The vow of the monastic is to have a great respect and reverence for all the great traditions of Buddhism, for all spiritual traditions, and for all beings. The monastic pledges to uphold and maintain their vows, and to live in accord with time and seasons. This means to be fully engaged within an ongoing dynamic tension between the essence of our tradition and it’s everyday expression. Within this tension, which is good and healthy, is how we live together, create a Dharma community, and respond to what’s happening in our world. The things that we do, the way that we live matters. How do we, as monastics and lay people, maintain the heart of this great wisdom tradition? How do we live with deep respect for the teachings and practices we’ve received, and keep them alive and fresh? We need to infuse our practice with life, again and again, every single day.
Carole Kyodo Walsh receives tokudo, or full monastic ordination, from Daido Roshi. Kyodo was Zen Mountain Monastery’s first ordained monastic. Photo from ZMM archives
Discernment is a particular process for the monastic in our tradition, and monasticism is a particular expression of the religious life. But a process of discernment is relevant for us as lay practitioners, too. Each of us is invited to examine our life, consider what is most important, and make living commitments in accord with our life’s path.
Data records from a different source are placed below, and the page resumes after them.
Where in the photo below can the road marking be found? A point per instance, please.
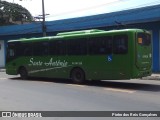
(76, 85)
(120, 90)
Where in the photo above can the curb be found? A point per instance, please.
(153, 77)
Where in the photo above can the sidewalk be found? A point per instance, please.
(154, 76)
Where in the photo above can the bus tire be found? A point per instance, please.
(23, 73)
(78, 76)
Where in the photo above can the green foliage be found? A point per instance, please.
(10, 13)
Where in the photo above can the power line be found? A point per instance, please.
(104, 4)
(88, 8)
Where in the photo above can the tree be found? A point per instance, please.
(10, 13)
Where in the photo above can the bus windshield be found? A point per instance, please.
(144, 39)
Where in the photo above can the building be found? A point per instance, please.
(144, 18)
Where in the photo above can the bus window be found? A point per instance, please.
(100, 45)
(120, 44)
(144, 39)
(77, 47)
(13, 50)
(27, 49)
(40, 48)
(58, 47)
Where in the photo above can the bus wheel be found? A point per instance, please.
(78, 76)
(23, 73)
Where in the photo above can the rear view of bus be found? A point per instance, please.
(143, 55)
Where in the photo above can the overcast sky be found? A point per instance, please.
(62, 9)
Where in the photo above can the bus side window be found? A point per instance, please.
(27, 51)
(100, 45)
(120, 44)
(77, 46)
(40, 48)
(57, 47)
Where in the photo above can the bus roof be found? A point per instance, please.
(75, 33)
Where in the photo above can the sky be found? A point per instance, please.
(63, 9)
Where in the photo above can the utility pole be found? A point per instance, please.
(43, 17)
(43, 22)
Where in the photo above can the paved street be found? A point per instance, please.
(40, 94)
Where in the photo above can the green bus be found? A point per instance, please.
(82, 55)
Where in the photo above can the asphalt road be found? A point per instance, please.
(41, 94)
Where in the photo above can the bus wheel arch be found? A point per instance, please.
(77, 75)
(23, 72)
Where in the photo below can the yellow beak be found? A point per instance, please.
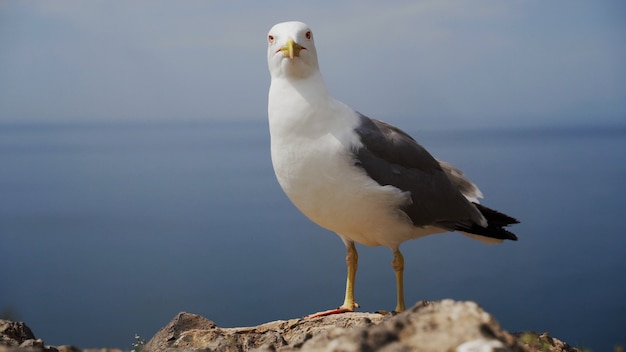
(291, 49)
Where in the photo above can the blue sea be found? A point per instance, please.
(110, 229)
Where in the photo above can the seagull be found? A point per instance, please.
(364, 179)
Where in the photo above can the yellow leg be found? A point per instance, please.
(352, 261)
(398, 267)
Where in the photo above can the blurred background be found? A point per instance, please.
(136, 182)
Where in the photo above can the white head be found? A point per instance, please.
(291, 51)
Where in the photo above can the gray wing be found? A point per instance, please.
(392, 157)
(461, 182)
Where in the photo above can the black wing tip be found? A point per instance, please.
(496, 223)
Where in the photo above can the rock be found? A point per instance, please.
(17, 336)
(428, 326)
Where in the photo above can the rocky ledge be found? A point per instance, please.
(428, 326)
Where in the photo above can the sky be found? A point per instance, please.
(433, 63)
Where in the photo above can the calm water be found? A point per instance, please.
(107, 230)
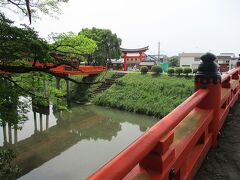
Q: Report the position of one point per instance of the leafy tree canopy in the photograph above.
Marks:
(173, 61)
(32, 8)
(73, 45)
(20, 43)
(108, 44)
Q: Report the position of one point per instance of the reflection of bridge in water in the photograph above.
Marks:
(49, 141)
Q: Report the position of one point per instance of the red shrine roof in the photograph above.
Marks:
(134, 50)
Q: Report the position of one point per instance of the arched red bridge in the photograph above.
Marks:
(175, 147)
(68, 70)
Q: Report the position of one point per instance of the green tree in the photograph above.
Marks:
(108, 45)
(173, 61)
(20, 43)
(187, 71)
(156, 70)
(170, 71)
(73, 45)
(33, 8)
(179, 71)
(144, 69)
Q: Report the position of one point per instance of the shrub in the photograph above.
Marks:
(195, 71)
(170, 71)
(156, 70)
(186, 71)
(144, 69)
(179, 71)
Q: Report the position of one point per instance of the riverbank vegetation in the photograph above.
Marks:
(146, 94)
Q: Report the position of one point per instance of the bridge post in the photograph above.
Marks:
(4, 134)
(41, 125)
(10, 133)
(58, 82)
(208, 77)
(238, 62)
(15, 134)
(35, 121)
(68, 90)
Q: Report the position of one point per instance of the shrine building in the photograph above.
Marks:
(133, 57)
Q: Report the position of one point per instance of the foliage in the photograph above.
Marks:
(146, 94)
(108, 45)
(173, 61)
(157, 70)
(144, 69)
(12, 109)
(7, 170)
(84, 93)
(195, 71)
(72, 44)
(32, 8)
(171, 71)
(44, 88)
(179, 71)
(20, 43)
(187, 71)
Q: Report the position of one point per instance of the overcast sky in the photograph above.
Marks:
(179, 25)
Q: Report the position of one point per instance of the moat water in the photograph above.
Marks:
(71, 144)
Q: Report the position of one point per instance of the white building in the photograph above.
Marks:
(191, 60)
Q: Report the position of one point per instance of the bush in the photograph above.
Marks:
(144, 69)
(157, 70)
(179, 71)
(186, 71)
(195, 71)
(170, 71)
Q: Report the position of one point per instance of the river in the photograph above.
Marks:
(71, 144)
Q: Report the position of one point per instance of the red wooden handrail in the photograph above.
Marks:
(157, 150)
(118, 167)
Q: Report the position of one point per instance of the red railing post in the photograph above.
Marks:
(208, 77)
(238, 62)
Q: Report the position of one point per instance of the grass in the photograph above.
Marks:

It’s so easy to just live each day consumed with the tasks that lie before us, and in this way, months and years can pass without our knowing. We can be pouring our essential energies into things that may not be truly of benefit to ourselves and others, or are not the result of a clear and conscious decision. Or we may be continuing things that had a purpose, but whose purpose is no longer vital. Of course, we must also work within the practical needs or constraints of our lives. Whatever our circumstances, living by inquiry and examination can help us be awake to the whole world—inner and outer—and bring us into close, intimate contact with the ground of being.
Geoffrey Shugen Arnold Roshi is the Head of the Mountains and River Order and the Abbot of Zen Mountain Monastery and the Zen Center of New York City.